Thursday, September 10, 2009

Should you be afraid of September and October?

Invariably, the media will begin to write stories about how September and October have been historically bad months for the stock market. Given market declines in September and October of 2008; along with the human tendency to overweight recent data; and the recent market gains: there is likely to be a lot of anxiety this year.

It is true that on AVERAGE, returns during September have been negative. October has not been a particularly good month either, on AVERAGE, but contrary to popular myth, September on AVERAGE has been worse than October.

But the term “on AVERAGE” fails to inform that returns during September and October have been positive in many years. Negative returns in some years tend to overshadow the smaller positive returns in other years.

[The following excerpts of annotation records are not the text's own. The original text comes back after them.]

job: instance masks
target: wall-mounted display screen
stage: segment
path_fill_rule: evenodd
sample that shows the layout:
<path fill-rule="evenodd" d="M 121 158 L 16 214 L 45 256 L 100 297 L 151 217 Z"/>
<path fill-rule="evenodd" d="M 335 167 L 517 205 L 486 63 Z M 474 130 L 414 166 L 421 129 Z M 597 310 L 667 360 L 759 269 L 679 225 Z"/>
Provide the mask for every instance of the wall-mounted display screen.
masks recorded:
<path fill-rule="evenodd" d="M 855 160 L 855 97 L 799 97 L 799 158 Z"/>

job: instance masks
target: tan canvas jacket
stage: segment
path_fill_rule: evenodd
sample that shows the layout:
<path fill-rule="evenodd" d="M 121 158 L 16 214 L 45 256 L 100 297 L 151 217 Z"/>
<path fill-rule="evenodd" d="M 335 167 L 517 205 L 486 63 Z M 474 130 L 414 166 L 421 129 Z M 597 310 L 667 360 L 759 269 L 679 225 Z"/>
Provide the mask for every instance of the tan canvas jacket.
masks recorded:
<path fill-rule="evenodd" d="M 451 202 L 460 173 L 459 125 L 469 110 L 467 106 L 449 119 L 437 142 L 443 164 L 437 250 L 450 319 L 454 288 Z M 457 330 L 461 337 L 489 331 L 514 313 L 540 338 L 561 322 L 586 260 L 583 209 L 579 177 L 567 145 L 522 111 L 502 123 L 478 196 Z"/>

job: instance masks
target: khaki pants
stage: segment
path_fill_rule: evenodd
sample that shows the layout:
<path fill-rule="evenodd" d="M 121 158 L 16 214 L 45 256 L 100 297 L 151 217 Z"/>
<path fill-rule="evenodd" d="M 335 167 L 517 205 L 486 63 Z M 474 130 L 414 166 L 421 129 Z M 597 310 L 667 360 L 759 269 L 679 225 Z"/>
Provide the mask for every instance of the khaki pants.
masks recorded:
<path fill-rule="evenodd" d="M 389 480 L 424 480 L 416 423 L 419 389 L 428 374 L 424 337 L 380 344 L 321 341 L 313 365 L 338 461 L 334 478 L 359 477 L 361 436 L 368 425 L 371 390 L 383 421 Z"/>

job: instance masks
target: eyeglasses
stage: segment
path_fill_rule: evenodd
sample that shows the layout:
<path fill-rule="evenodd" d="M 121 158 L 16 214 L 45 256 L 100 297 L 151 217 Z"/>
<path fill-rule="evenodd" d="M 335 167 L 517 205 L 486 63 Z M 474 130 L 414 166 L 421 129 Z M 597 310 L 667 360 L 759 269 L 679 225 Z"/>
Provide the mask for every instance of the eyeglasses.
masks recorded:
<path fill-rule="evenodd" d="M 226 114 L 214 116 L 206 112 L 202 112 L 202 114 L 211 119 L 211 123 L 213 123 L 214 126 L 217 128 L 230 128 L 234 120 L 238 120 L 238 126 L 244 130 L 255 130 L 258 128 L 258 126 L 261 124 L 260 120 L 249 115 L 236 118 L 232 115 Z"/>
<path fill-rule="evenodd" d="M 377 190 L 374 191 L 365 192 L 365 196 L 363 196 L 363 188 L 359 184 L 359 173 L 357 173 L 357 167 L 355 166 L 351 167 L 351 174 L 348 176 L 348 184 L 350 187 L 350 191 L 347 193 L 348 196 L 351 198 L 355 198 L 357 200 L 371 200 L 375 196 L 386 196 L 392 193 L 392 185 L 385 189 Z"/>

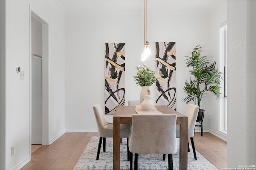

Using data for the last 20 years, returns during 50% of the September periods have been negative. For October, the percentage is a low 30%. Using data for the last 40 years, there was a 50% chance of a decline in September and a 38% chance in October. During the period from 1897-2007, the DOW has fallen in September 59% of the time, and 41% in October. During September periods following periods of a rising market (like this year) returns have been negative 82% of the time. (With a 1.73% decline on AVERAGE.)

I think the important take away is that you should not be afraid of the calendar. Markets move because of fundamentals and sentiment. Investing is about looking forward, not backward. Markets may tend to decline in September because of fears that corporate earnings in the October “Earnings Season” may fail to meet expectations, but it is unlikely that they will fall just because markets have fallen in previous Septembers.

The good news for long term investors is that since 1960, there has been a “pattern” where markets “typically” rise in the September-December period, with a rally late in the year more than compensating for a small decline in September/October.

There are many that are waiting for a “correction” because they feel we have come too far, too fast. On the other hand, we are still 34% below the recent peak in October 2007 and markets would have to rise another 51% to reach that peak. Fundamentals and sentiment are both improving and there is still a lot of cash waiting to come into the market.

So, except for day traders trying to profit from short term market movements, prudent long term investors would probably be wise to begin putting excess cash to work according to an organized plan and entry strategy designed to allow them to reach their long term goals.

This paper is for educational purposes and for the sake of discussion. It is not a sales presentation and not a recommendation or personal investment advice. All investing involves significant risk of loss and there is no proven method to eliminate that risk. No investment should be made without a complete due diligence process, fundamental analysis and a discussion with your personal financial advisor.